5. Multi-Reader Multi-Case (MRMC) Comparative Effectiveness Study

  • Was an MRMC study done? Yes, a "Reader Study" was conducted, which has elements of an MRMC study in that it involved multiple readers and multiple cases.

  • Effect Size of Human Readers Improve with AI vs. Without AI Assistance: This information is not applicable and not provided in the document. The CORA System is a diagnostic instrument that provides "semi-quantitative indications of the hemostasis state," similar to the predicate TEG 5000. It does not incorporate AI nor does it aim to "assist" human readers in interpreting complex images or deriving diagnoses. It measures parameters directly; the "Reader Study" was about comparing the readings of the outputs from the CORA System to the predicate TEG 5000, not about human performance with/without AI assistance.

6. Standalone Performance (Algorithm only without human-in-the-loop performance)

  • Was a standalone performance study done? Yes, the entire set of analytical performance studies (Analytical Precision, Interference, Linearity, Sensitivity and Specificity, Heparin Neutralization) and the Method Comparison study effectively represent standalone (algorithm only) performance. The CORA System generates numerical outputs (R, K, Angle, MA, FLEV) directly. The human "reader" in the "Reader Study" is interpreting the output of the device, not interacting with an algorithm to refine a diagnosis. Therefore, the core function of the device is standalone.

7. Type of Ground Truth Used

  • Analytical Precision, Interference, Linearity, Sensitivity and Specificity, Heparin Neutralization: Ground truth was established by known sample properties (e.g., spiked concentrations of substances, known degrees of hemodilution) or through controlled laboratory measurements.
  • Reference Ranges: Ground truth was established by samples from "normal volunteer subjects", with outliers removed using standard statistical criteria.
  • Method Comparison: Ground truth was the predicate device (TEG 5000) measurements. This is a common approach in 510(k) submissions to demonstrate equivalence.
  • Reader Study: Ground truth was readings from the predicate device (TEG 5000) outcomes by experienced clinicians, to which the CORA System's outcomes were compared. It's essentially a comparison of the device outputs' interpretability.

8. Sample Size for the Training Set

The document does not explicitly describe a "training set" for an AI/algorithm in the conventional sense. The CORA System is a measurement device that senses physical changes and calculates parameters. The development of its algorithms (how it analyzes frequency data to provide parameters) would have involved extensive engineering and potentially iterative testing, but this is distinct from the "training set" concept often associated with machine learning.

The analytical studies (precision, linearity, etc.) and method comparison effectively validate the final algorithms/calculations after their development.

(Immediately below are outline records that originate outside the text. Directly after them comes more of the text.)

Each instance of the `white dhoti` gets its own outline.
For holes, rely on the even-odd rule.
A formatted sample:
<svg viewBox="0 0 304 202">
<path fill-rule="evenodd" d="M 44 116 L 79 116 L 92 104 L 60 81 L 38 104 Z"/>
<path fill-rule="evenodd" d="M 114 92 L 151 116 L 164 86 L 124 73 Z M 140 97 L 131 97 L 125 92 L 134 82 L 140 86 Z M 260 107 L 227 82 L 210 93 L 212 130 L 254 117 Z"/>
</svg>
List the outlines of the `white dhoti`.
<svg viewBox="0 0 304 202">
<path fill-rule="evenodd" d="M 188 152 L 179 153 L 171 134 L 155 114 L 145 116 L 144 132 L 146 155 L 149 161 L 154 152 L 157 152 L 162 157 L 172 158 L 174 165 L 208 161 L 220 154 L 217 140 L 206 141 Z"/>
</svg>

9. How the Ground Truth for the Training Set Was Established

As noted above, the concept of a "training set" and its "ground truth" in the context of an AI/ML algorithm isn't directly applicable here. The device's parameters are derived from physical measurements and established formulas related to viscoelastic properties of blood. The underlying physics and physiology are the "ground truth" upon which the measurement technique is built. Any internal calibration or algorithm development would have relied on known samples or precisely measured physical responses, but these are not explicitly detailed as a "training set" in the submission.

§ 864.5425 Multipurpose system for in vitro coagulation studies.

(a)
Identification. A multipurpose system for in vitro coagulation studies is a device consisting of one automated or semiautomated instrument and its associated reagents and controls. The system is used to perform a series of coagulation studies and coagulation factor assays.(b)
Classification. Class II (special controls). A control intended for use with a multipurpose system for in vitro coagulation studies is exempt from the premarket notification procedures in subpart E of part 807 of this chapter subject to the limitations in § 864.9.